実際、現在、小松部長と共にJIC職員としてこの保線協力を進めている松尾伸之課長は、かつてJR東日本のOJTとしてベトナムに9カ月間派遣されたことがある。以来、JICがミャンマーで手掛けるさまざまな事業に継続的に携わっている。

 OJTと聞くと、入社間もない若手のための新人研修をイメージする人もいるかもしれないが、実は、応募資格があるのは入社後7年以上実務経験のある社員だけ。

 「日本の鉄道のことを知ってからでないと、外に出ても、“どうしたらより良くなるか”“自分はここで何をすべきか”と自分で考えられない」(小松さん)ためだ。グローバル社員の育成に向けた強い信念が伝わってくる。

受け継がれる技術

 しかし、この制度にはもう1つの姿がある。

 これまで、鉄道などの運輸事業や製造業において世界で圧倒的な存在感を誇ってきた日本。しかし、周知の通り、国内では、道路や鉄道などのインフラをこれから新規に建設する機会自体が減少傾向にある。

 その上、団塊世代が一斉に退職の時期を迎えたり、あるいは維持補修や管理業務の外注化が進められたことから、ベテラン層の高度な技術やノウハウをいかに若手に伝えていくかが、日本社会の今後を左右する喫緊の課題となっている。

 まさにこれから技術を受け継ぐべき若き保線担当者の2人も、「自分が入社した当時はJRの中で定期点検や保線を手作業で行う機会があったが、最近は現場作業の外注が進み、われわれは管理業務が中心になったため、なかなか現場に行く機会がない」(小玉さん)、「JR本体としての技術力を低下させないためには、先輩方の技術力を若手社員が早く受け継がなければ」(濱尾さん)と危機意識を募らせていたからこそ、自らOJTに志願したのだという。

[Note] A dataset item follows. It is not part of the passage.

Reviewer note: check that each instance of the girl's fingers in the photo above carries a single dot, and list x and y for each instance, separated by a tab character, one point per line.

 つまりこの制度は、日本国内における技術の継承という意味においても、起死回生の一打なのである。

 「3カ月という期間は、さまざまな保線作業をすべて学ぶには時間的に足りないが、ここまで手つかずの状態の線路を修繕する機会は、今の日本にはまずない。その意味で、ここは保線技術を継承するために大変いい環境であり、ぜひこれからもOJT生が後に続いてほしい」(小玉さん)。